There was also a noticeable decrease in playing time for Jackson’s songs on Tuesday — the day after the second part of the bombshell documentary aired — in comparison to Sunday, before it had been shown on television.
Not everything dropped, however, as Jackson’s song sales did increase by 6 percent, going from a total of 6,000 to 7,000, according to THR.
Leaving Neverland chronicles allegations from two men, Wade Robson and James Safechuck, who both claim Jackson befriended them when they were children and that their relationships quickly turned sexual.
Safechuck, who met Jackson when he was cast in the star’s 1986 Pepsi commercial, claims Jackson taught him how to masturbate, while Robson, who met Jackson when he was just 5 years old, says the star performed oral sex on him and kissed him.
“You and I were brought together by God. We were meant to be together,” Robson claims Jackson told him. “This is how we show love.”
Both men allege they were instructed by the star to cover their tracks, with Robson claiming Jackson told him they would “go to jail for the rest of our lives” if anyone found out about their alleged sexual encounters.
Jackson’s family has repeatedly denied all allegations put forth in Leaving Neverland, and said in a January statement the film was “another rehash of dated and discredited allegations,” calling it “yet another lurid production in an outrageous and pathetic attempt to exploit and cash in on Michael Jackson.”
Two co-executors of the singer’s estate and Optimum Productions also sued HBO and its parent company, Time Warner, for $100 million in February, claiming that the network’s decision to air Leaving Neverland violated a non-disparagement clause, according to court documents obtained by PEOPLE.
In a statement obtained by PEOPLE, HBO responded: “Despite the desperate lengths taken to undermine the film, our plans remain unchanged.
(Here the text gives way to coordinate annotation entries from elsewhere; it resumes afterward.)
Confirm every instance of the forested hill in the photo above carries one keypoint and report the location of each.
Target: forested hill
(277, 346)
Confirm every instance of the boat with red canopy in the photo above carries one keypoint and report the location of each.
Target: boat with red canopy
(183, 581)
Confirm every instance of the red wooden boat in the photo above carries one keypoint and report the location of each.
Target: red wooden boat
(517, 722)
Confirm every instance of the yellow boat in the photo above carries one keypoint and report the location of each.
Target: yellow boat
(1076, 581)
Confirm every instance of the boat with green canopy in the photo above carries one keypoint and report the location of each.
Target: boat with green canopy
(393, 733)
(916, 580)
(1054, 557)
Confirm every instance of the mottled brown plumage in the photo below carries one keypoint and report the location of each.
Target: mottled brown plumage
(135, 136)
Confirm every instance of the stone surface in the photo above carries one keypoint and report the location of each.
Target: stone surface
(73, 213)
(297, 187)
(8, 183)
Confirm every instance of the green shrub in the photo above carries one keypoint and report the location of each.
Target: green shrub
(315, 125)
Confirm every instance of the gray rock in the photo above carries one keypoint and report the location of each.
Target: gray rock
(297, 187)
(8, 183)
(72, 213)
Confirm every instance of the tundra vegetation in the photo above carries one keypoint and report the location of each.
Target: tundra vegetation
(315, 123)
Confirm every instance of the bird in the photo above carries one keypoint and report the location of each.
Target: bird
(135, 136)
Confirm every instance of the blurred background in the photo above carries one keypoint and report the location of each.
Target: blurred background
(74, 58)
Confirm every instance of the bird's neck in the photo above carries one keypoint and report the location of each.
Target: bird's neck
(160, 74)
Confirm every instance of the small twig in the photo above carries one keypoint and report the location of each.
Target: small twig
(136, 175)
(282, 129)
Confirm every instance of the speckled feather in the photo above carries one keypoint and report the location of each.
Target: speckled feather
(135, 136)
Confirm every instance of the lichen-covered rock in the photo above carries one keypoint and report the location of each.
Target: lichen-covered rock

HBO will move forward with the airing of Leaving Neverland. … This will allow everyone the opportunity to assess the film and the claims in it for themselves.”
Meanwhile, since the two-part documentary film made its television premiere, other Jackson boycotts have begun, including a decision by Canadian radio stations to delete Jackson’s songs from their rotation.
A 1991 episode of The Simpsons featuring the voice of the late singer is also being pulled from its archives, including all re-runs, streaming platforms, and even upcoming DVD/Blu-ray box sets, The Wall Street Journal reported.
“It feels clearly the only choice to make,” executive producer James L. Brooks told the outlet. “The guys I work with — where we spend our lives arguing over jokes — we’re of one mind on this.”
Jackson’s music is not the only thing of his to decline in the wake of the allegations.
Neverland Ranch, the 2,700 acre property where the pop star lived for 15 years is currently on the market, and the realtor’s description of the property, which has been renamed Sycamore Valley Ranch includes features like a fire department building, a swimming pool, basketball and tennis courts, game rooms, a zoo, and multiple guesthouses.
Jackson’s famous private amusement park, which featured a Ferris wheel, carousel, roller coaster and an arcade, has been removed.
Despite the attractive features and land, it has struggled to sell on the market following Jackson’s death.
Jackson purchased the home in 1987 for $19.5 million. It’s now co-owned by the singer’s estate and fund management company Colony Capital. It was listed for sale six years after his death for $100 million in 2015. The price has since been lowered by 70 percent (or about $70 million) to $31 million. The most recent reduction comes amid the legal battle with the HBO filmmakers.
Jackson was 50 years old when he was found dead on June 25, 2009, in his L.A. mansion.
Leaving Neverland is now available on HBO.